ProtonMail / proton-bridge

Proton Mail Bridge application
GNU General Public License v3.0
1.14k stars 155 forks source link

X-Origin-Date wrong #357

Closed jknockaert closed 1 year ago

jknockaert commented 1 year ago

So I had a bunch of emails imported using Easy Switch, and then when I ran a python script using Bridge to compare the original to the imported messages I noticed some weird behaviour happening with the Date headers. So upon import some original headers are modified. The content of the original field should be saved in a new header with a X-Original- prefix. But then when using Bridge the corresponding header values returned are nonsense. As an example I use a message I received on 15 January 2023 at 4:23:03. In the original message the corresponding header field is:

Date: Sun, 15 Jan 2023 04:23:03 +0100 (W. Europe Standard Time)

After Easy Switch this becomes in the web client:

X-Original-Date: Sun, 15 Jan 2023 04:23:03 +0100 (W. Europe Standard Time)
Date: 15-Jan-2023 04:23:13 +0100

(Not sure why the parsed Date header is 10s off, but that's an issue with Easy Switch which I am not discussing here.) Fetching this issue over Bridge the headers become:

X-Pm-Date: Sun, 15 Jan 2023 03:23:13 +0000
Date: Sun, 15 Jan 2023 03:23:13 +0000
X-Original-Date: Mon, 01 Jan 0001 00:00:00 +0000

Not sure why X-Pm-Date was added in this context, but the X-Original-Date header is definitely not quite right.

Expected Behavior

Bridge should return exactly the same value for the X-Original-Date header as the web client.

Current Behavior

Bridge returns Mon, 01 Jan 0001 00:00:00 +0000 for the X-Original-Date header for messages imported with Easy Switch.

Steps to Reproduce

Am not exactly sure, but as far as I can see this happens to all imported messages.

Version Information

web client: 5.0.17.12 (on Firefox 110.0.1) bridge: 3.0.19 (on macOS 13.2.1)

LBeernaertProton commented 1 year ago

Hey @jknockaert . Thanks for the report we will investigate on our end.

jknockaert commented 1 year ago

OK here's my best guess of what is happening. Upon import the Easy Switch algorithm validates the Date header and if it decides that it is not properly formatted (as per RFC3501?) it stores the original value to a new 'X-Original-Date' header and reformats the Date header. So far so good (but it would be nice to have some more documentation on the Easy Switch algorithm). Then when the Bridge returns the messages it seems to try to evaluate the X-Original-Date header, and failing to do so it returns a default value, whereas it should just return the header without any further processing.
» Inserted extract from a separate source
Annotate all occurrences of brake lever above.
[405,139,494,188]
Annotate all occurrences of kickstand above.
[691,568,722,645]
LBeernaertProton commented 1 year ago

The issue has been reproduced and has been internally tracked as GODT-2480.

primalmotion commented 1 year ago

I'm wondering if this could cause a bug in Geary where I say to only sync the last week, but it ended up syncing absolutely everything

LBeernaertProton commented 1 year ago

hey @primalmotion , sometimes the proton backend can send a refresh event to your account and in that case we need to resync your entire state. It most likely what happened.

primalmotion commented 1 year ago

@LBeernaertProton I can understand the bridge resyncs the entire state, but not sure why this makes the Geary setting to not sync mails older than a week to be synced. I'm on a phone with not so much disk space. proton-bridge cache is about 2GB, and normally Geary cache is about a few MB. But this made my geary cache to use roughly 2GB too

LBeernaertProton commented 1 year ago

@primalmotion Unfortunately I also don't know what might be causing that issue with that specific email client.

We have patched this bug and we will release it as soon as we are able. I would recommend trying again once that release is out and seeing if the issue is resolved. I will post to the thread once it is ready.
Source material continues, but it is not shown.